Assim que se passa a porta, uma mercearia. Nas prateleiras bons azeites, boas conservas, bons pães – muitas coisas raras (como uma leve e extraordinária broa de Avintes) de produção nacional e de qualidade. Logo a seguir, na refrigeração, legumes da época e ao lado vinhos seleccionados. Tudo sem aquele ar de ostentação gourmet que se banalizou em cada esquina. Uma loja de bairro com o que o vizinho exigente precisa, guardanapos de papel incluídos.
Valendo por si, este ambiente funciona também como um atestado para o restaurante, que se funde no mesmo espaço. Muito do que está exposto para comer há-de ir parar ao fogão, ou simplesmente ser aberto, fatiado e servido sem mais. Quem quiser sentar-se pode fazê-lo logo ali ou avançar uns metros para uma mesa mais recatada, mas sentirá sempre esse conforto de ver o produto antes de ser transformado.

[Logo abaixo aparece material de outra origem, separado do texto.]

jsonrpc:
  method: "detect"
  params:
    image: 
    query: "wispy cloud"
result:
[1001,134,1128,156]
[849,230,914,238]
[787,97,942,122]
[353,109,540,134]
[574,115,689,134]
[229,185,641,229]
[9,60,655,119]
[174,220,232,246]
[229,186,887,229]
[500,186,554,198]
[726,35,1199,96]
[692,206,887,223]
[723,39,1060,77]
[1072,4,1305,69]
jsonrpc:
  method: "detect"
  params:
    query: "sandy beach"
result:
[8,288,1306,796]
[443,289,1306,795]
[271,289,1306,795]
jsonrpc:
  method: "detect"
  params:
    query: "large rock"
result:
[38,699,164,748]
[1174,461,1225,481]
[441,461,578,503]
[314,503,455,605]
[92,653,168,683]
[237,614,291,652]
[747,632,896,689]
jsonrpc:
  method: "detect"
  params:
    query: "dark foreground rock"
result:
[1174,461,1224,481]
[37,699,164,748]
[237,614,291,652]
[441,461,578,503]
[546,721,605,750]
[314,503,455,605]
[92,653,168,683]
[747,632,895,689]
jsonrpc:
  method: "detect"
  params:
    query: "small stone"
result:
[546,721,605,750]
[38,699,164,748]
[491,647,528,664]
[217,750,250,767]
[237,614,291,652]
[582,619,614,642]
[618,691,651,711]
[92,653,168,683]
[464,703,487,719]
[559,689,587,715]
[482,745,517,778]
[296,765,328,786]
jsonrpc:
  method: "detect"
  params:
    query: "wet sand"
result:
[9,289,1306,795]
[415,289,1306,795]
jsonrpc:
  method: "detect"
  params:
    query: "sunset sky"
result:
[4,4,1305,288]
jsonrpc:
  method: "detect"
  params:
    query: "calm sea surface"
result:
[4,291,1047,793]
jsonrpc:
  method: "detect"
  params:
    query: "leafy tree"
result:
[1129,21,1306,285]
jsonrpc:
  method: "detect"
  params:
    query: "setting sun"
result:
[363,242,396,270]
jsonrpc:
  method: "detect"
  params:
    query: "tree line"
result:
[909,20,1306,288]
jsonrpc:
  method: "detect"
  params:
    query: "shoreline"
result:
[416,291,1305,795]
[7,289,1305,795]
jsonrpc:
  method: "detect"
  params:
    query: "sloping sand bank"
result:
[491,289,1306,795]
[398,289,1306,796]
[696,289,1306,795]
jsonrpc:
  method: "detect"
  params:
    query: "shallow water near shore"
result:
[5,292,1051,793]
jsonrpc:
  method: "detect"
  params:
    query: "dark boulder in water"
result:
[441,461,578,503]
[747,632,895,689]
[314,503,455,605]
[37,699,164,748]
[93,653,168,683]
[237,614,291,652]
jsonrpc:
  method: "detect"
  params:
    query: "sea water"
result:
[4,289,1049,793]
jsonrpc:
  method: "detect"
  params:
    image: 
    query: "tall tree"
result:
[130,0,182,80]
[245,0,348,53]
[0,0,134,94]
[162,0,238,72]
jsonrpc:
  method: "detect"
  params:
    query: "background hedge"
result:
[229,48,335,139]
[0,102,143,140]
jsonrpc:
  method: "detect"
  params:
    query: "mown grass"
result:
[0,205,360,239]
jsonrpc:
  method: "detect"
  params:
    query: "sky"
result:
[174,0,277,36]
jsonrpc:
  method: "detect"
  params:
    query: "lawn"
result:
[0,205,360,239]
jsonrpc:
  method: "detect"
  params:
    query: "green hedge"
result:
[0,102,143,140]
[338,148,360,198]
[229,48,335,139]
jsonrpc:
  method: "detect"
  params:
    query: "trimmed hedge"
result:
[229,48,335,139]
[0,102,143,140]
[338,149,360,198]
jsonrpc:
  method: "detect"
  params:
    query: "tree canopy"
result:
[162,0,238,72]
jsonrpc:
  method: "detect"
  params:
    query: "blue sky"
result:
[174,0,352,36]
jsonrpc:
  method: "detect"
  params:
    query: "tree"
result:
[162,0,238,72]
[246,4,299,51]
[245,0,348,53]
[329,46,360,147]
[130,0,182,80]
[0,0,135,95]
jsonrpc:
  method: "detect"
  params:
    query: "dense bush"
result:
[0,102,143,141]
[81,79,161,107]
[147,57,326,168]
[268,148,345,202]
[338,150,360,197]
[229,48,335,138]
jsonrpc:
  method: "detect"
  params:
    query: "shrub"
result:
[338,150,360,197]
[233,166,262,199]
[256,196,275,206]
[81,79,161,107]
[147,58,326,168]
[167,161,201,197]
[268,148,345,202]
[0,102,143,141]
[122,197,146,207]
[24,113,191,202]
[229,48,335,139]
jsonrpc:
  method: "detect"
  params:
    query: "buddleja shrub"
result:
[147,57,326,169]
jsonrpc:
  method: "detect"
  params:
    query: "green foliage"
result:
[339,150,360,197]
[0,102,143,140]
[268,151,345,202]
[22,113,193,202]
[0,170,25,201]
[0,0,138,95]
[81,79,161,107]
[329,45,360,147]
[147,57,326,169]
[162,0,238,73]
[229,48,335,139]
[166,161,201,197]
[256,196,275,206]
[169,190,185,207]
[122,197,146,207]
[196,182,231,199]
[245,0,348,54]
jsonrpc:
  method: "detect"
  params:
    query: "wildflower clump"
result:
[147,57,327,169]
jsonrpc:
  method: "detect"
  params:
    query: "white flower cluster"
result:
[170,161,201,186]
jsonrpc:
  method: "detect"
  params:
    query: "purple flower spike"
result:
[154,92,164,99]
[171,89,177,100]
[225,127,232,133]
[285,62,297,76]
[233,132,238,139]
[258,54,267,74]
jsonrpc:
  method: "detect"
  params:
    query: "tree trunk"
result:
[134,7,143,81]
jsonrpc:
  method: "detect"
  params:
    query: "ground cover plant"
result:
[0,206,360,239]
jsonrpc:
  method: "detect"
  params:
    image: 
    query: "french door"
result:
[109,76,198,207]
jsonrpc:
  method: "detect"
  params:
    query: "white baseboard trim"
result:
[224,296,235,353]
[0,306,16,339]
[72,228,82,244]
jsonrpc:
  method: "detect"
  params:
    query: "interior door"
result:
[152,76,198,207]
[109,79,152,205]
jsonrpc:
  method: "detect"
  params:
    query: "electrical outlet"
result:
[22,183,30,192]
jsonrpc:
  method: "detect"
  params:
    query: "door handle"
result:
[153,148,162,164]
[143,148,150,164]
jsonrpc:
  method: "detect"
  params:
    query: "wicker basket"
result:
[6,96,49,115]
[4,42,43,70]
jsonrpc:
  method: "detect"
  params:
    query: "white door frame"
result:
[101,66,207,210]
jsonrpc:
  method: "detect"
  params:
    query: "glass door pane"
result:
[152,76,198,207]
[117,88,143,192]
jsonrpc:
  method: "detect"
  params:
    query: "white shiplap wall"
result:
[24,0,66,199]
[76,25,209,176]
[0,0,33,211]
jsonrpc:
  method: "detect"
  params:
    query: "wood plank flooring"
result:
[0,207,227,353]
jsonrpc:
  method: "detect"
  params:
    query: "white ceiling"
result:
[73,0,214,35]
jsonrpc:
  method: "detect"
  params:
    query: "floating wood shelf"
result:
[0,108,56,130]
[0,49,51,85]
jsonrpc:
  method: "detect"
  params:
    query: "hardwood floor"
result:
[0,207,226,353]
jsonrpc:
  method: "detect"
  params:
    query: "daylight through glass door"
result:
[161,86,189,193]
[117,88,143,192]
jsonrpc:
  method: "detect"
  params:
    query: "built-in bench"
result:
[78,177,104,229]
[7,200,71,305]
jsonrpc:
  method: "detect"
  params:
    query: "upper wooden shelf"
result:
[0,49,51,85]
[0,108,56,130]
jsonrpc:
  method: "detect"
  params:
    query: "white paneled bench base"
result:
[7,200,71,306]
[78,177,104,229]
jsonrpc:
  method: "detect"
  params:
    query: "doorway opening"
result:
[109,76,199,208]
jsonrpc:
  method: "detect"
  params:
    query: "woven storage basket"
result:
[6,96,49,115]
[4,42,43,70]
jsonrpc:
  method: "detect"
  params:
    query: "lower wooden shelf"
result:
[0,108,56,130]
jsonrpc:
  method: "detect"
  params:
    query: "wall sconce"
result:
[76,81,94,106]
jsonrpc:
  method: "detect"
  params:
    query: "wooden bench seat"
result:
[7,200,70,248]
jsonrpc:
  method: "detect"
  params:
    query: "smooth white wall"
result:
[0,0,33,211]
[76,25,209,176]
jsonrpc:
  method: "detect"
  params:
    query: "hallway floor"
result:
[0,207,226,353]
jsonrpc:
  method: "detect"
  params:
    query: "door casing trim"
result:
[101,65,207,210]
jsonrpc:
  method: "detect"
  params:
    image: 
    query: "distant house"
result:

O conceito existe desde a inauguração, há quase um ano, embora uma remodelação este Verão tenha levado a acertos na decoração e na carta. Nada que tenha, em qualquer caso, desvirtuado o espírito da casa: petiscaria simples, com um ou outro toque de criatividade, tecnicamente muito bem feita.
As minhas visitas começaram quando a cozinha ainda estava a arrancar, mas fui sempre feliz. Na primeira vez lembro-me de umas sardinhas avinagradas com tomate e cebola com coentros, de uma frescura estival; de um salmão fumado de grande nível e de uma surpreendente combinação de pancetta de porco com cogumelos e queijo de cabra.
Pouco disto ainda permanece no menu, mas é provável que boa parte do que lá fui comendo também desapareça entretanto, que a ideia é rodar os pratos e adequar a oferta ao que a terra e o mar oferecem em cada estação. O que é sempre absolutamente garantido é a qualidade da matéria-prima, a começar no cesto de pães (1,6€), na manteiga com chili (0,80€) e nas azeitonas (0,40€). Quem dera a muitos restaurantes com ambições ao estrelato Michelin conseguirem um couvert assim. De resto, podemos dizer o mesmo das sopas: seja a que agora é o esteio da carta (maçã com aipo, 2,50€), seja a do dia (1,60€). Ambas mostram um talento especial da cozinha para cremes saudáveis e caldos reconfortantes, quase sempre com um toque de originalidade.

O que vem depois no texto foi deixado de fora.